MDMN: Multi-task and Domain Adaptation Based Multi-modal Network for Early Rumor Detection
Honghao Zhou,Tinghuai Ma,Huan Rong,Yurong Qian,Yuan Tian,Najla Al-Nabhan
DOI: https://doi.org/10.1016/j.eswa.2022.116517
IF: 8.5
2022-01-01
Expert Systems with Applications
Abstract:With the development of social media, people tend to express their opinions on multimedia such as text, photos, audios, and videos. Meanwhile, more rumors hiding in multi-modal content are misleading social media users. The early rumor detection task aims to detect rumors before spreading. However, annotation on multi-modal data often involves a large amount of manpower. Existing approaches universally used transfer learning to overcome it. But they ignored the differences between the source domain of pre-trained models and the task domain.

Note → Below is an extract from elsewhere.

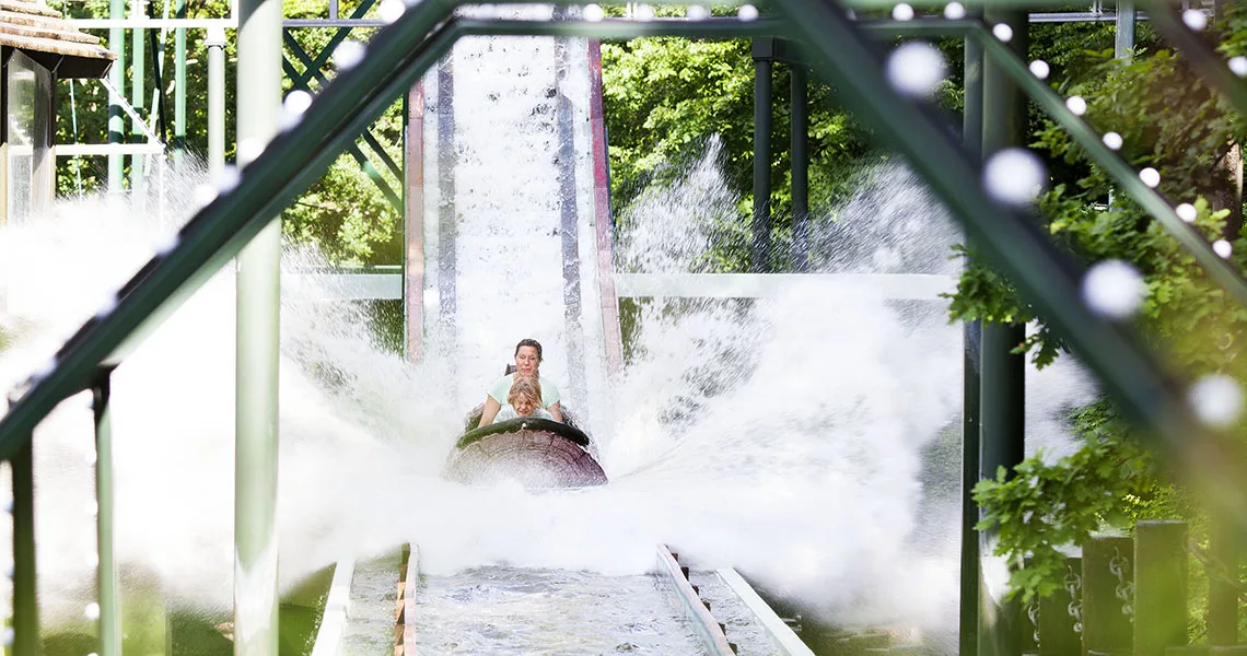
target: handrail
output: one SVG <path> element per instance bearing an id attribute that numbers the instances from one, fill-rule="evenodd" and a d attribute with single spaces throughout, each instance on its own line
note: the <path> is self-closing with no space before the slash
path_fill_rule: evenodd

In this paper, Multi-task and Domain Adaptation based Multi-modal Network (MDMN) is proposed, which consists of three components: Textual Feature Extractor, Visual Feature Extractor, and Fusion & Classification Network. To improve the diversity and stability of textual representation, a Multi-task Sharing Layer, a task-specific Transformer Encoder and a Selection Layer are applied. Domain Adaptation is involved in training an adaptive model for extracting visual representation. The adaptive models can encode task data better than fine-tuning the pre-trained models. Then, multi-modal representations are fused through two fusion strategies, each having their own benefits. The experiment on multi-modal datasets collected from Weibo and Twitter show that the proposed MDMN can outperform the baseline methods. The decision-level fusion strategy achieves a Recall of over 92%.